AWS Big Data Blog

Process Large DynamoDB Streams Using Multiple Amazon Kinesis Client Library (KCL) Workers

Asmita Barve-Karandikar is an SDE with DynamoDB


Imagine you own a popular mobile health app, with millions of users worldwide, that continuously records new information. It sends over one million updates per second to its master data store and needs the updates to be relayed to various replicas across different regions in real time. Amazon DynamoDB and DynamoDB Streams are accustomed to operating at this scale; and, they can handle the data storage and the updates capture for you. Developing a stream consumer application to replicate the captured updates to different regions at this scale may seem like a daunting task.

In a previous post, I described how you can use the Amazon Kinesis Client Library (KCL) and DynamoDB Streams Kinesis Adapter to efficiently process DynamoDB streams. In this post, I will focus on the KCL configurations that are likely to have an impact on the performance of your application when processing a large DynamoDB stream. By large, I mean a stream that requires your application to spin up two or more worker machines to consume and process it. Theoretically, the number of KCL workers you require depends on the following:

  1. The memory and CPU footprint of your application, which are directly proportional to the number of shards and the throughput per shard in your stream. My previous post provides more details about how to estimate this.
  2. The memory and CPU capacity on the machines you are looking to use for your application

More generally, a stream with a large number of shards (>100) or with a high throughput per shard (>200) will likely need you to spin up multiple workers.

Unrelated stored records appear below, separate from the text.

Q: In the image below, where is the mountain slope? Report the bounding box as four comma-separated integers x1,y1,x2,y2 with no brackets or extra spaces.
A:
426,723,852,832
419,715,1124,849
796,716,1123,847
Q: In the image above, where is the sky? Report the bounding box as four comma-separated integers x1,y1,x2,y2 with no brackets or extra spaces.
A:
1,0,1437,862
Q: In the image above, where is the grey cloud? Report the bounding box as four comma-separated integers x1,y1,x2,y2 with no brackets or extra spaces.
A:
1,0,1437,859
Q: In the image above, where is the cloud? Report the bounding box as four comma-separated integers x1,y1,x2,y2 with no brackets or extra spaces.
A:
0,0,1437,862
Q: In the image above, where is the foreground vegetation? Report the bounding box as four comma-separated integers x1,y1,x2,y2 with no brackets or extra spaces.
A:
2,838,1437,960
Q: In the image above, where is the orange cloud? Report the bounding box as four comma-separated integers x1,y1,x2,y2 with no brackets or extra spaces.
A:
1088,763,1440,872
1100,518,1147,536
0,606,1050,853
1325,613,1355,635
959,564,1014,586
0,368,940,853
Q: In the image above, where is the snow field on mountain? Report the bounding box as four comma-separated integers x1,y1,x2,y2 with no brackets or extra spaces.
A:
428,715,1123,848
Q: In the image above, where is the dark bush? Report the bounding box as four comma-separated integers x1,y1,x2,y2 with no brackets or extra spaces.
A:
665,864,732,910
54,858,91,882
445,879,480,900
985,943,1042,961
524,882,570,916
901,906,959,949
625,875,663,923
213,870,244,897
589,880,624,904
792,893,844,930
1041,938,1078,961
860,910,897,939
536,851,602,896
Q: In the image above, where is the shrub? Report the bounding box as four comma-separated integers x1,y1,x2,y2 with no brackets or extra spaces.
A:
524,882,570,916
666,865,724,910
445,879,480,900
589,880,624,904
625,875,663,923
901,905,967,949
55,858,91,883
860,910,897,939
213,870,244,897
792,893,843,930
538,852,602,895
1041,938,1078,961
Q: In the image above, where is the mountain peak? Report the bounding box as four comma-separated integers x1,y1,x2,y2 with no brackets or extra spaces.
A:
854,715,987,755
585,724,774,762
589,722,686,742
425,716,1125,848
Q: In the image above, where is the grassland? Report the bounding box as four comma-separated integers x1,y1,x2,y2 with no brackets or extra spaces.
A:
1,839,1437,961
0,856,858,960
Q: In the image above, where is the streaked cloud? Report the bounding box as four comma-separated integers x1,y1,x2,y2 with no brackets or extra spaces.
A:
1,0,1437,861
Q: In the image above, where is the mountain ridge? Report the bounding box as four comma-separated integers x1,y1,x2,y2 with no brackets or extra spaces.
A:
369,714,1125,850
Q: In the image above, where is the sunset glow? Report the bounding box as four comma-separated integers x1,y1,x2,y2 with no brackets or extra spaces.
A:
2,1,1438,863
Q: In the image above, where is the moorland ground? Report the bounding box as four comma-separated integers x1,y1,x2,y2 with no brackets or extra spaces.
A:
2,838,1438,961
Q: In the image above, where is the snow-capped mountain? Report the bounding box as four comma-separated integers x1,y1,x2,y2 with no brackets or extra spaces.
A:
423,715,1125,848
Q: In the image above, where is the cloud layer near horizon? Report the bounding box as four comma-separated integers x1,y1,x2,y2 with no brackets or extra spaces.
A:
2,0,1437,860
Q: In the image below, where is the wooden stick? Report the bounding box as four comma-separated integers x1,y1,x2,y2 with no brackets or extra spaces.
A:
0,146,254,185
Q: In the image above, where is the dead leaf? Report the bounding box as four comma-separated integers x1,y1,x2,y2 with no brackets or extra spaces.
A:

The following figure shows three KCL workers in action, with DynamoDB stream shards distributed among them:

Three KCL workers in action

KCL Worker properties

Let’s explore some configurations on the KCL worker that are bound to have an impact on the performance of your application in a multi-worker scenario.

MaxLeasesForWorker: Maximum number of shards a worker can process

This is the most important property to adjust when using multiple workers. If not explicitly set, the first worker that comes up will try to pick up all the shards in your stream and could run out of resources (CPU or memory). It might take some iterations to optimize this value, but I will provide some guidance for estimating this.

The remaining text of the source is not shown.